Beitrag teilen

Link in die Zwischenablage kopieren

Link kopieren
Suchfunktion schließen
Personal > Serie Bürokratie

Gelesen, gelacht, gelocht: Innovationen in Gefahr

Erst Kooperationen von Wissenschaft und Unternehmen sichern die Technologieführerschaft vieler Unternehmen. Viele scheitern an der Bürokratie. Fraunhofer weiß, wie es besser ginge. 

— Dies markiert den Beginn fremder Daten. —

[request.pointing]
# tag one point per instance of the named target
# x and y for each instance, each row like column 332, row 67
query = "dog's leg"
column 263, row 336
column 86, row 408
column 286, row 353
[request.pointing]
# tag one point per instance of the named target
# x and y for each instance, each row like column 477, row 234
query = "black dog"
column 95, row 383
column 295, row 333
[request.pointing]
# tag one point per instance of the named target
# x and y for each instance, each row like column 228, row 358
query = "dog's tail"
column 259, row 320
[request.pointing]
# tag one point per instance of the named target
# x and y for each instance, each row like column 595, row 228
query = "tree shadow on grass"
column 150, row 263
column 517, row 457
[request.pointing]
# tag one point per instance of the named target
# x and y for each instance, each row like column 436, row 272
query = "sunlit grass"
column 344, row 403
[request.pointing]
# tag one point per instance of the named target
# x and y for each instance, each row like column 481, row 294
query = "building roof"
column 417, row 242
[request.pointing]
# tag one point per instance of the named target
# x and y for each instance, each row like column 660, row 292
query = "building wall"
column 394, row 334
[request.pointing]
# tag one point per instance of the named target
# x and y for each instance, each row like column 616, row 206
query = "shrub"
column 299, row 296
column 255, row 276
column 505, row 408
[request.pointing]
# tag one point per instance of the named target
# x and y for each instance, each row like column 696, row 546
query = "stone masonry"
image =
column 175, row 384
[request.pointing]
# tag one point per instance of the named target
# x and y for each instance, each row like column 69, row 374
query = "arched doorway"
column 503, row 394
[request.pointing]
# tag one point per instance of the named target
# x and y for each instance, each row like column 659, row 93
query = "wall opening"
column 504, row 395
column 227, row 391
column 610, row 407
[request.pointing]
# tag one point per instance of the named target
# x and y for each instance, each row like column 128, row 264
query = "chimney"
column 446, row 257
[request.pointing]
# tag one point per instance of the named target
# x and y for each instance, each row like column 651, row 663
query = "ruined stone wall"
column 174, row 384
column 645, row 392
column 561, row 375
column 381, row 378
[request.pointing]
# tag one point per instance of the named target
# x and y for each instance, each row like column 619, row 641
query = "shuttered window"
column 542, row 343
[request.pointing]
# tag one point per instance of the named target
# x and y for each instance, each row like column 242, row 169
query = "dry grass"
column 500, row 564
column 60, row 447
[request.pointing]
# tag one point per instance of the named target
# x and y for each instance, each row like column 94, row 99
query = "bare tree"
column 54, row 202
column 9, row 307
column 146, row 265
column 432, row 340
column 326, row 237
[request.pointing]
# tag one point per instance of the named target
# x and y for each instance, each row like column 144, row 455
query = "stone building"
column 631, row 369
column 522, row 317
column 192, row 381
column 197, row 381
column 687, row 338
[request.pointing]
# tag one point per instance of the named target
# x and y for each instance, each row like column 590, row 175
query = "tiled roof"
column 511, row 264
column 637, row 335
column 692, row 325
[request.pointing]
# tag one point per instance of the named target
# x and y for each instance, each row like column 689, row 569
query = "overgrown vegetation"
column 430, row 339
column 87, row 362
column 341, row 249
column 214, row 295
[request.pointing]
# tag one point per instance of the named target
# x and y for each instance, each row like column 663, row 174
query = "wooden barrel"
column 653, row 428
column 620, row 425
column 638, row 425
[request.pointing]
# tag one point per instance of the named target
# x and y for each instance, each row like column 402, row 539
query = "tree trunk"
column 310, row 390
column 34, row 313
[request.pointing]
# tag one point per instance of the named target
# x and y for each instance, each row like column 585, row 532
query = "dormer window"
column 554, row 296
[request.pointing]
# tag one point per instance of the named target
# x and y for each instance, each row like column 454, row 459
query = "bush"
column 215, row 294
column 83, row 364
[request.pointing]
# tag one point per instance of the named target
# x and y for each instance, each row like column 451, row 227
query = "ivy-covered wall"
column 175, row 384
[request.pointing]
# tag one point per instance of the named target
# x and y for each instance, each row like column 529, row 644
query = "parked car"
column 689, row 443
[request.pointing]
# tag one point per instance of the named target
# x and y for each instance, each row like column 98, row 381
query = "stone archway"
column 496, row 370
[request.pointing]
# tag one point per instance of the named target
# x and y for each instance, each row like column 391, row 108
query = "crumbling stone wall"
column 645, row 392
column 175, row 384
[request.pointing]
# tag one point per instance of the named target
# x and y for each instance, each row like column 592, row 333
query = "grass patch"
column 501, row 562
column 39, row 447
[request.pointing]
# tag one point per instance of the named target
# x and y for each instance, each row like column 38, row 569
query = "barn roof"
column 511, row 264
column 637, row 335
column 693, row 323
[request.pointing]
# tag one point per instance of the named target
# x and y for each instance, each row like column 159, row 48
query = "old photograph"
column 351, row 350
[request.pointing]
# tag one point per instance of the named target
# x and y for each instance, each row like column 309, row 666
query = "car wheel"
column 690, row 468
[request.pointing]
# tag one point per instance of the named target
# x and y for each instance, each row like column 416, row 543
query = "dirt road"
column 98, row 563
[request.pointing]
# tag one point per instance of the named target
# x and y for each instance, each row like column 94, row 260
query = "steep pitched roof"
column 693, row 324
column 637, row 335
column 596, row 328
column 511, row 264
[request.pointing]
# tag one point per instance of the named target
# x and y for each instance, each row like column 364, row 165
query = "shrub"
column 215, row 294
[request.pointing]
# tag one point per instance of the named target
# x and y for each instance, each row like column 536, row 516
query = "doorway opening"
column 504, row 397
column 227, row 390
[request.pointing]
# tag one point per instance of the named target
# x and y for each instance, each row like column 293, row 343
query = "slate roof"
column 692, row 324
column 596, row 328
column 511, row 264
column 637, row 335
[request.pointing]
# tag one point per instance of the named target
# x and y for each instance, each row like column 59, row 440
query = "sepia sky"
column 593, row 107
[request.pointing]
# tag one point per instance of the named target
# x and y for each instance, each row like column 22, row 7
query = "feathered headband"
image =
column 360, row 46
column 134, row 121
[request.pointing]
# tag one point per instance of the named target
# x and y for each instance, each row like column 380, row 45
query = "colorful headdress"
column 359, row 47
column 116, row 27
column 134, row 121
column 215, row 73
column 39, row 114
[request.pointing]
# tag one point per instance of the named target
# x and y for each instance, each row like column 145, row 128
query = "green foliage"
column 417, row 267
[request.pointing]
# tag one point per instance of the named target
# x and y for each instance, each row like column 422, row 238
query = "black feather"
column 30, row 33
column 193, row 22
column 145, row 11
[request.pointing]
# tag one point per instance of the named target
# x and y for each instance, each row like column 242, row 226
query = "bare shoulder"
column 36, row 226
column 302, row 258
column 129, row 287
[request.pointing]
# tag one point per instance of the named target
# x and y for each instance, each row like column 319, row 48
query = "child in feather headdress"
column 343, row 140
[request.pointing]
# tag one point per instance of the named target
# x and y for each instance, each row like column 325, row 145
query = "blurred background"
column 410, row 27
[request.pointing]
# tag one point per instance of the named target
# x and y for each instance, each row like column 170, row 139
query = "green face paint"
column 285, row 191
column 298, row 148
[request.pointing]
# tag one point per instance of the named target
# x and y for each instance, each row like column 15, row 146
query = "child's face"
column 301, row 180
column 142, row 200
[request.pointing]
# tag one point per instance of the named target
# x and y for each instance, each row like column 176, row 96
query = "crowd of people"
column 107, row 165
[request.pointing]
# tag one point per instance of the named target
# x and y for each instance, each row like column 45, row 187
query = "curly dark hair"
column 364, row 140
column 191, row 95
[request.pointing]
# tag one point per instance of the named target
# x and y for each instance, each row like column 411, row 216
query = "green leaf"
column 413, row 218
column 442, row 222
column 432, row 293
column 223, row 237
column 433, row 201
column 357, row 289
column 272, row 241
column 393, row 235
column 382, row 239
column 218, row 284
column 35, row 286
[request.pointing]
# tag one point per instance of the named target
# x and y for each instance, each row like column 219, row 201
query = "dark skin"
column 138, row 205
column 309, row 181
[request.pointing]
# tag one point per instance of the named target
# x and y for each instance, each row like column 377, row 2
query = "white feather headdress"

Nicht nur der Mittelstand lebt vom Wissenstransfer aus Universitäten und Fachhochschulen. Auch DAX-Konzerne können nicht darauf verzichten. Umso unverständlicher ist es, dass alle Beteiligten seit Jahren über bürokratische Hürden klagen, die innovative Projekte ausbremsen. Aber nicht nur das. Der bürokratische Überbau hält die Entscheidungsträger an den Hochschulen auch von Forschung und Lehre ab. So wertete die Universität Halle die Terminkalender dortiger Professoren aus. Das Ergebnis: 20 bis 40 Prozent ihrer Arbeitszeit verwendeten sie für Bürokratie. Studienleiter Peer Pasternack beklagt: „Gut dotierte Professoren damit zu beschäftigen, ist eine grandiose Verschwendung öffentlicher Mittel“.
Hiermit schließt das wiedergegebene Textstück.